The people in Butte are of course a great audience for any kind of Irish music, but it’s hard to describe what it felt like to have the internationally known Irish band Solas in Butte, at the Front Street Station, performing songs about Butte and Butte history. When Mick McCauley sang the ballad of the life of Michael Conway, who met his fate in “… Butte, Montana, the richest hill on earth…” there were tears in the audience.

Michael Conway was a distant relative of Solas co-founder Seamus Egan, and his story (pieced together with lots of help from Ellen Crain and others at the Butte-Silver Bow Public Archives) was the genesis of Shamrock City, the band’s current album and film project. Seamus said this about Butte.
“There’s no place in the world like Butte – it’s a place like no other town in America. There’s a spirit and a strength here, and a connection to its past, that you don’t see very often. In fact…I’ve never seen anything like it.”

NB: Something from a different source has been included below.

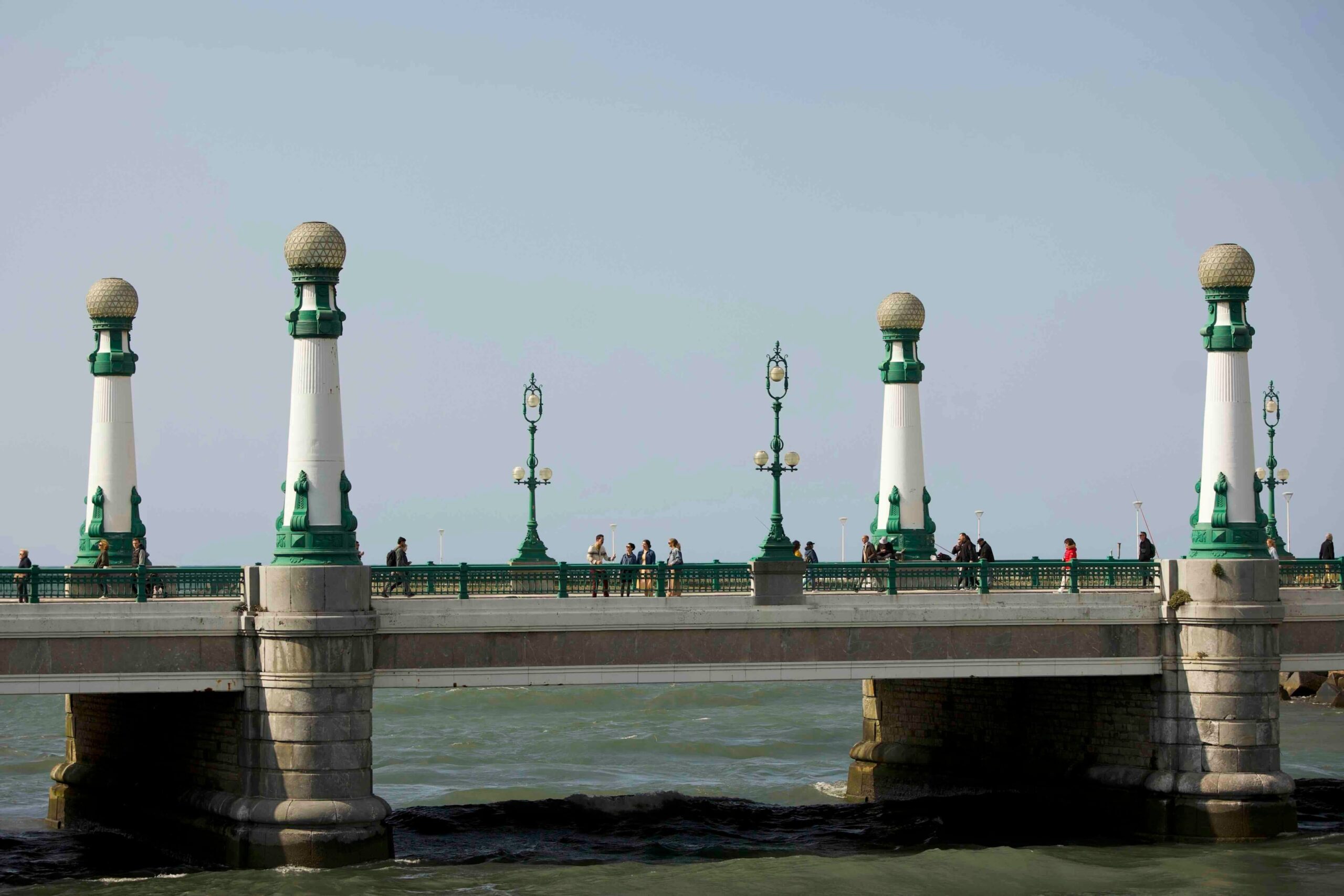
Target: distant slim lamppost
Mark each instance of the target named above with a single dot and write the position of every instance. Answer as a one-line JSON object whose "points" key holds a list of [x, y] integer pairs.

And Winifred Horan, whose playing is so beautiful she makes me want to either burn my fiddle, or rededicate myself to it, said: “We’re just starting to realize how powerful this material is. People are coming up to us and saying, ‘Yeah, we get it.’ Tonight, playing in Butte, I can’t tell you how powerful it was, because we were actually playing to the DNA of the people we were writing about and singing about. The people we are singing about – they’re still here, and that blood is still flowing through their veins.”

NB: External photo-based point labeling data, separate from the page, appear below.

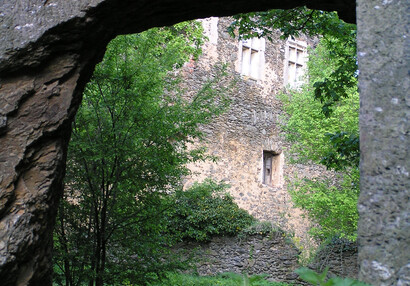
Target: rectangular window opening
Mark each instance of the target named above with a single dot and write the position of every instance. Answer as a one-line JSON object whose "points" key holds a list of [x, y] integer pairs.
{"points": [[271, 168]]}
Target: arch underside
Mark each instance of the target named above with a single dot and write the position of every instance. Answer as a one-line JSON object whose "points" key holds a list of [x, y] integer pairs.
{"points": [[48, 51]]}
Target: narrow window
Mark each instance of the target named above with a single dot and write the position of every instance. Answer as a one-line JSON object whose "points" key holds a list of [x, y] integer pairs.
{"points": [[252, 57], [295, 63], [272, 168]]}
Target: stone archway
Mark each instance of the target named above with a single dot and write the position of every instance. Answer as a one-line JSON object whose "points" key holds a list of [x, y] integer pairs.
{"points": [[48, 51]]}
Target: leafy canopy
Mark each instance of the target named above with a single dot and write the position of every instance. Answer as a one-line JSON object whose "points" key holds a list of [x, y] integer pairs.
{"points": [[128, 152], [323, 116]]}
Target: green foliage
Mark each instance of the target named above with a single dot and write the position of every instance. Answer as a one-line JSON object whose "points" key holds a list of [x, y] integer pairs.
{"points": [[206, 210], [323, 116], [330, 140], [127, 153], [225, 279], [320, 278], [331, 207], [332, 81]]}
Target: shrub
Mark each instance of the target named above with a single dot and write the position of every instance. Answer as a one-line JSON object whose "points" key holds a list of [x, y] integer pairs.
{"points": [[206, 210]]}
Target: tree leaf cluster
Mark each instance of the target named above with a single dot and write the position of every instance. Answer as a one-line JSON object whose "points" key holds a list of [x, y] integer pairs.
{"points": [[127, 154], [206, 210]]}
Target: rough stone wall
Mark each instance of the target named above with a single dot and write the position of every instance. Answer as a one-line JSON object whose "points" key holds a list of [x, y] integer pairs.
{"points": [[340, 257], [270, 254], [48, 49], [26, 57], [384, 203], [252, 125], [255, 254]]}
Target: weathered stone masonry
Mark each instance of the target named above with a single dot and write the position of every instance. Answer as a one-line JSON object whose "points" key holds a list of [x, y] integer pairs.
{"points": [[37, 35], [251, 126]]}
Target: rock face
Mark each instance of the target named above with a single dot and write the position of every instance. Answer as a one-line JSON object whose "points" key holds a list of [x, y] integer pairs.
{"points": [[272, 254], [47, 52], [384, 225], [251, 127]]}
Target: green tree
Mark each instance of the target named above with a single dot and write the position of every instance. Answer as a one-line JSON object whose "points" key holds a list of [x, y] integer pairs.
{"points": [[127, 154], [206, 210], [323, 116], [322, 138]]}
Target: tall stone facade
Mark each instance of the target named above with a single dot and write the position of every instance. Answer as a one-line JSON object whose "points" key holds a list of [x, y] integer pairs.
{"points": [[248, 139], [49, 49]]}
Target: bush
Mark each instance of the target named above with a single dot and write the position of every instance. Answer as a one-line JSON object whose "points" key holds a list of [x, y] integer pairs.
{"points": [[206, 210], [262, 228]]}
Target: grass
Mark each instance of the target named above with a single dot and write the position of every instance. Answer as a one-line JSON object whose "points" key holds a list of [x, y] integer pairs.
{"points": [[225, 279]]}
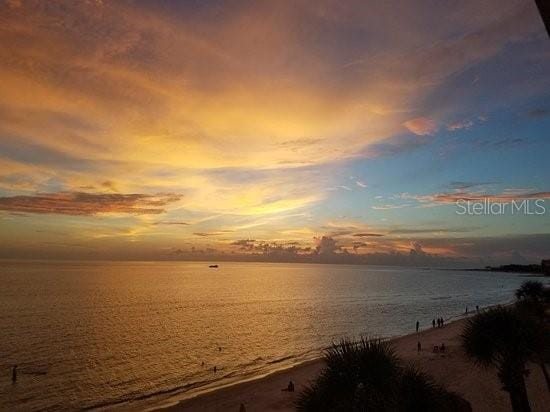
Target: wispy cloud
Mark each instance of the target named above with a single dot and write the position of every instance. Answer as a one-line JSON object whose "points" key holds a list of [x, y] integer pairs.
{"points": [[79, 203], [421, 126]]}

After the concert, a gentleman came up to Win and presented her with a violin – a gift, not a loan. (Better than roses, I told her.) There are a lot of junky fiddles floating around, but this was not one of them. It was a beautiful instrument.

Before I drove home, I went uptown to grab a quick dinner at the Pekin Noodle Parlor. As I was leaving, I ran into a couple of the band members, including Mick McCauley.
“It’s strange,” he told me. “Tons of Irish-Americans go back to Ireland to look for their roots. But we’re kind of doing the opposite. We’re Irish, but we had to come to Butte, Montana to help us understand who we are.”